5 Tips for Selecting the Right Data Warehouse

Posted by gilad on March 6, 2018 Data, Data Stack, Database, Data Governance

A fundamental aspect of any Business Intelligence strategy for modern enterprises is data-driven decision making. Organizations know that gut instinct and observation alone do not make for adequate business decisions, and there is a real need now to ensure data lies at the heart of key enterprise decisions.

However, there is a problem that needs solving with data-driven decision-making: how can organizations collate all their various sources of data in one centralized repository for use with BI tools? After all, data sources, formats and systems in modern enterprises are disparate, meaning there is a real need to integrate all this data in one place so it can be properly analyzed. This is where a data warehouse comes in useful.

In this article, you’ll find out what exactly a data warehouse is, information on data warehouse architecture, and most importantly, tips on how to select the right data warehouse for your company.

##What Is A Data Warehouse?

A data warehouse is any system used as a central repository to house integrated data derived from multiple data sources at an organization. The data warehouse supports reporting, analysis, and decision-making by consolidating all this data at an aggregate level.

The American computer scientist Bill Inmon, often regarded as the father of the data warehouse, defined the data warehouse as subject-oriented, time-variant and non-volatile.
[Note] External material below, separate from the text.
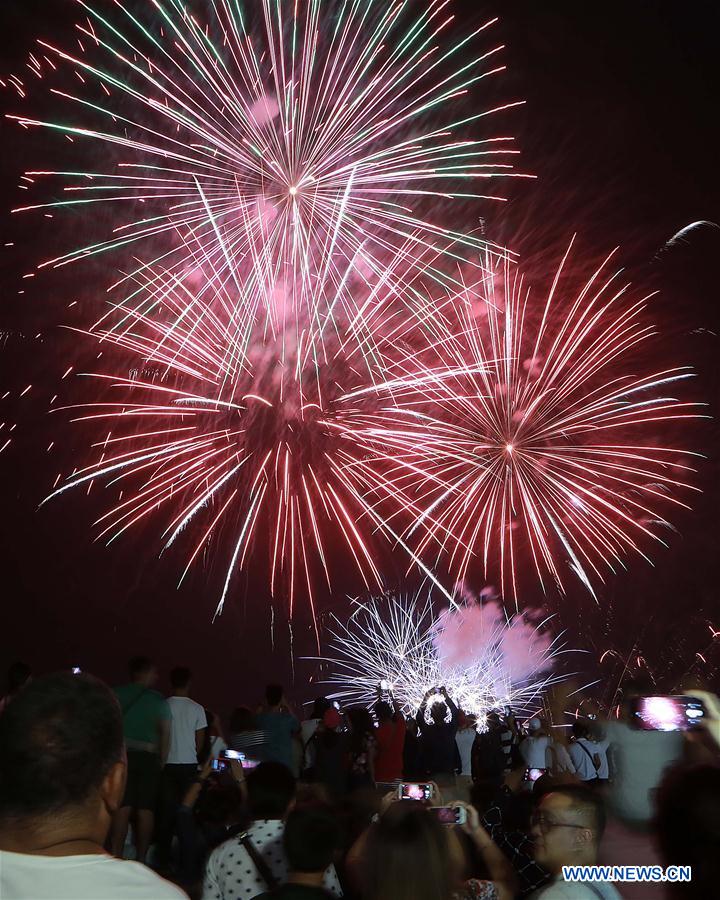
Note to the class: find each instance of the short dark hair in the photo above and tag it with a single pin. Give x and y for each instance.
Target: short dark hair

  • Subject-oriented means analysts from a particular subject area, such as finance, can access their subject area data for analysis in the data warehouse.

  • Time-variant means that the data warehouse contains historical data, which contrasts with transactional systems that only contain the most recent data.

  • Non-volatile means that once the data is stored in a data warehouse it won’t and shouldn’t change.

##Data Warehouse Architecture

The main talking point in data warehouse architecture boils down to the Inmon vs Kimball approach. Bill Inmon, the pioneer of data warehousing, suggested a top-down approach in which enterprises build a large centralized data repository where all sources of data are consolidated. Ralph Kimball, a BI expert, offered an alternative bottom-up approach in which the enterprise begins with dimensional data marts serving the analytic needs of specific business departments.

Modern discussions on data warehouse architecture have moved beyond the Inmon vs Kimball debate on to a discussion about the virtues of on-premise versus cloud-based data warehouses.

##Modern Data Warehousing

Cloud computing has led to a paradigm-shift in almost every aspect of IT architecture in recent years. In terms of data warehouses, there’s been a gradual shift from enterprises using traditional on-premise systems towards cloud-based data warehouse services.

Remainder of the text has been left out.